Staatliche Subventionierung von Lohndumping

Umgehung von Vorschriften im Arbeitnehmerüberlassungsgesetz: Gründung einer eigenen Leiharbeits- und einer öffentlich geförderten Beschäftigungsgesellschaft mit dem Ziel des Einsatzes von Leiharbeit zu Niedriglöhnen mit Aufstockung, Aushebelung des im Betriebsverfassungsgesetz vorgesehenen Rechts auf Bildung von Betriebsräten, Auslagerung von Arbeitsplätzen auf Leiharbeits-Tochtergesellschaften, gesetzgeberischer Handlungsbedarf

Fraktion

DIE LINKE

Ressort

Bundesministerium für Arbeit und Soziales

Datum

11.03.2010

Aktualisiert

26.07.2022

Deutscher BundestagDrucksache 17/73917. 02. 2010

Staatliche Subventionierung von Lohndumping

der Abgeordneten Jutta Krellmann, Klaus Ernst, Matthias W. Birkwald, Heidrun Dittrich, Katja Kipping, Cornelia Möhring, Sabine Zimmermann und der Fraktion DIE LINKE.

Vorbemerkung

Leiharbeit und aufstockende Hartz-IV-Leistungen stehen momentan verstärkt in der öffentlichen Diskussion.

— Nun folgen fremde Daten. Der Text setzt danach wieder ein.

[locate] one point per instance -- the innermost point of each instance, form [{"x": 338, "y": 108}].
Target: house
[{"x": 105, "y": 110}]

Erst die Reform des Arbeitnehmerüberlassungsgesetzes (AÜG) durch die rot-grüne Bundesregierung im Jahr 2003 ermöglichte die heutigen Formen von Lohndumping und im Falle der Aufstockerleistungen sogar deren Subvention. Im Falle Schlecker versprach die Bundesregierung eine Prüfung inwieweit es sich beim Vorgehen von Schlecker um einen Missbrauch der Gesetze handelt. Folgende drei exemplarische Fälle sind im selben Maße skandalös und verlangen nach einer Prüfung.

Der städtische Wohnungskonzern in Hamburg, SAGA Siedlungs-Aktiengesellschaft/GWG Gesellschaft für Wohnen und Bauen mbH, hat im Jahr 2007 eine eigene Leiharbeitsfirma mit dem Namen BCH (BüroConsult Hamburg Gesellschaft für Personaldienstleistungen mbH) gegründet. Dort sind 75 Mitarbeiterinnen und Mitarbeiter angestellt. Sie sind zuständig für Bürotätigkeiten und Hausmeisterdienste. Die Bezahlung der Leiharbeitsbeschäftigten liegt um 30 Prozent unter dem Verdienst der regulär bei SAGA/GWG-Beschäftigten. Sie haben zudem lediglich befristete Arbeitsverträge. Des Weiteren hat die SAGA/GWG eine eigene Beschäftigungsgesellschaft, die CHANCE Beschäftigungsgesellschaft mbH Hamburg, die eine öffentliche Förderung erhält. Laut Geschäftsbericht von 2008 konnte die SAGA/GWG ihren Jahresüberschuss um 23 Prozent auf 106 Mio. Euro gegenüber dem Vorjahr steigern. „Insgesamt sei der dreiköpfige Vorstand 2008 mit 720.000 Euro entlohnt worden, sagte Saga-Sprecher Mario Spitzmüller“ (Hamburger Abendblatt vom 7. Januar 2010).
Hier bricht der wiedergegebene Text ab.